Os manicômios funcionavam como instituições fechadas, onde muitos pacientes permaneciam por anos — alguns, por toda a vida. Relatos históricos mostram situações de abandono, medicalização excessiva e tratamentos agressivos que deixaram marcas profundas na história da saúde mental brasileira. O sofrimento psíquico era tratado como algo que deveria ser escondido da sociedade, e não acolhido com escuta, respeito e acompanhamento profissional adequado.


Foi diante dessa realidade que surgiu o movimento da luta antimanicomial no Brasil. Inspirado por transformações internacionais na área da saúde mental. Através de profissionais, familiares, pacientes e movimentos sociais que passaram a questionar o modelo manicomial e defender novas formas de cuidado psicológico e psiquiátrico, baseadas na dignidade humana e na reinserção social.



O dia 18 de maio marca oficialmente o Dia Nacional da Luta Antimanicomial, uma data que simboliza a defesa dos direitos das pessoas em sofrimento psíquico e a importância de tratamentos mais humanos, éticos e acolhedores. A data relembra que pessoas com transtornos mentais precisam de cuidado, acompanhamento especializado e apoio social — não de exclusão.


Com a Reforma Psiquiátrica Brasileira, iniciada nas últimas décadas, o país avançou na criação de serviços substitutivos aos antigos manicômios, como os Centros de Atenção Psicossocial (CAPS), clínicas especializadas, atendimentos terapêuticos e tratamentos multidisciplinares que valorizam a autonomia e a individualidade de cada paciente.
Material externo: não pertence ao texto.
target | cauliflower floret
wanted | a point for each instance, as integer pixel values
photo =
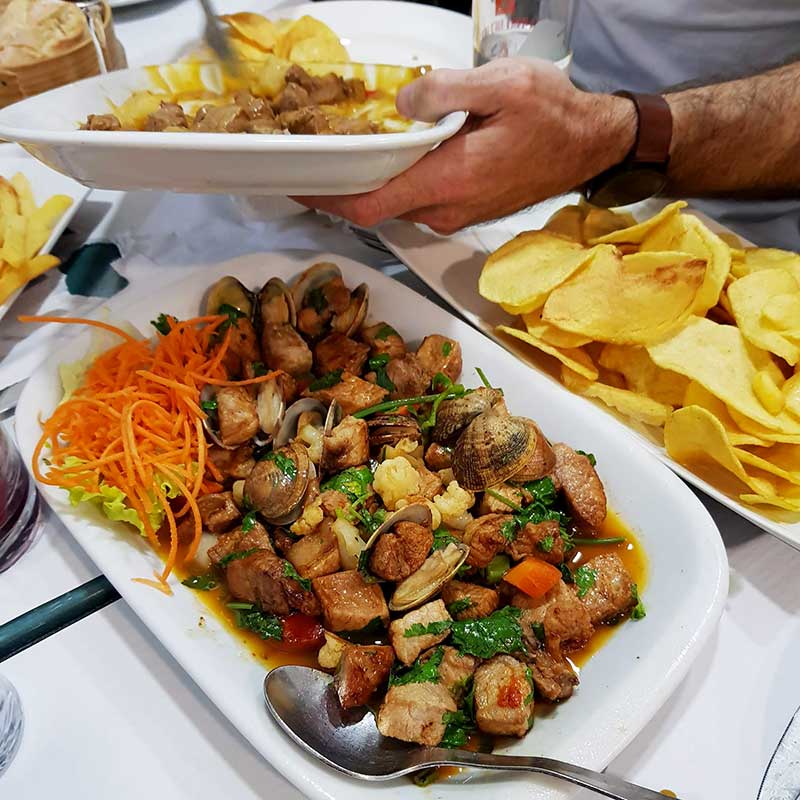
(395, 479)
(309, 520)
(454, 506)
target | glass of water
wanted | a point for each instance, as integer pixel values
(523, 28)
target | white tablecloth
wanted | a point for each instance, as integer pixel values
(110, 715)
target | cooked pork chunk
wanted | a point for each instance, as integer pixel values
(362, 670)
(581, 486)
(261, 579)
(415, 712)
(348, 602)
(351, 393)
(347, 445)
(612, 592)
(236, 414)
(284, 348)
(383, 338)
(503, 697)
(401, 551)
(482, 600)
(408, 375)
(337, 351)
(316, 553)
(440, 354)
(409, 647)
(484, 538)
(542, 540)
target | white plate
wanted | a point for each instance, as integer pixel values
(623, 685)
(451, 266)
(45, 182)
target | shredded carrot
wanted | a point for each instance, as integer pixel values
(136, 423)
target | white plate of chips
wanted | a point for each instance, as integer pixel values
(717, 397)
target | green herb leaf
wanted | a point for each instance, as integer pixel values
(235, 556)
(638, 610)
(326, 381)
(202, 583)
(585, 578)
(428, 629)
(500, 632)
(290, 572)
(419, 671)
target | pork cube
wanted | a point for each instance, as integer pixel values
(503, 697)
(347, 445)
(468, 600)
(611, 594)
(409, 647)
(362, 670)
(415, 713)
(542, 540)
(348, 602)
(581, 486)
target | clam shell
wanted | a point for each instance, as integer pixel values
(454, 415)
(493, 449)
(438, 569)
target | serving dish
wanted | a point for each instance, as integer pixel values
(626, 681)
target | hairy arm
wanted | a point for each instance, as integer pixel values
(739, 136)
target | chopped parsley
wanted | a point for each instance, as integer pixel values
(236, 555)
(585, 578)
(420, 671)
(162, 323)
(638, 610)
(248, 617)
(427, 629)
(290, 572)
(282, 462)
(457, 606)
(500, 632)
(326, 381)
(202, 583)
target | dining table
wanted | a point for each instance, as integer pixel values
(110, 714)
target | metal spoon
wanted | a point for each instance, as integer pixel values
(305, 705)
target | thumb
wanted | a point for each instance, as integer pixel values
(441, 91)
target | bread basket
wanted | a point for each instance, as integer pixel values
(22, 81)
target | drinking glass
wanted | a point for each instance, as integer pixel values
(525, 28)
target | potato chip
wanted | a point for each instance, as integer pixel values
(574, 358)
(626, 300)
(748, 297)
(687, 233)
(643, 376)
(626, 402)
(635, 234)
(719, 358)
(524, 271)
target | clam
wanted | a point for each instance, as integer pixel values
(454, 415)
(277, 485)
(493, 449)
(229, 291)
(276, 304)
(440, 567)
(391, 428)
(350, 320)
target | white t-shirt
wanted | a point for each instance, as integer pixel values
(652, 45)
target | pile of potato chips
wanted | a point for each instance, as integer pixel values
(24, 229)
(694, 340)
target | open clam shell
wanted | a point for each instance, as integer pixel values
(440, 567)
(493, 449)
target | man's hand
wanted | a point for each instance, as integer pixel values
(530, 135)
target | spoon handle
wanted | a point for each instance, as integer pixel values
(600, 782)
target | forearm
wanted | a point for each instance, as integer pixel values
(741, 136)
Hoje, a psicologia e a psiquiatria caminham cada vez mais para modelos de cuidado que priorizam o acolhimento emocional, a escuta ativa e a construção de estratégias saudáveis para lidar com o sofrimento mental. Ainda assim, o preconceito relacionado aos transtornos mentais continua sendo um desafio importante na sociedade.


Falar sobre saúde mental também é uma forma de combater o estigma. Buscar ajuda profissional não é sinal de fraqueza, mas um passo importante em direção ao autocuidado e à qualidade de vida. O Dia da Luta Antimanicomial nos lembra que todo indivíduo merece ser tratado com respeito, humanidade e acesso a um cuidado psicológico digno.


Promover informação, empatia e conscientização é essencial para construir uma sociedade mais acolhedora e preparada para cuidar da saúde mental de forma responsável e humanizada.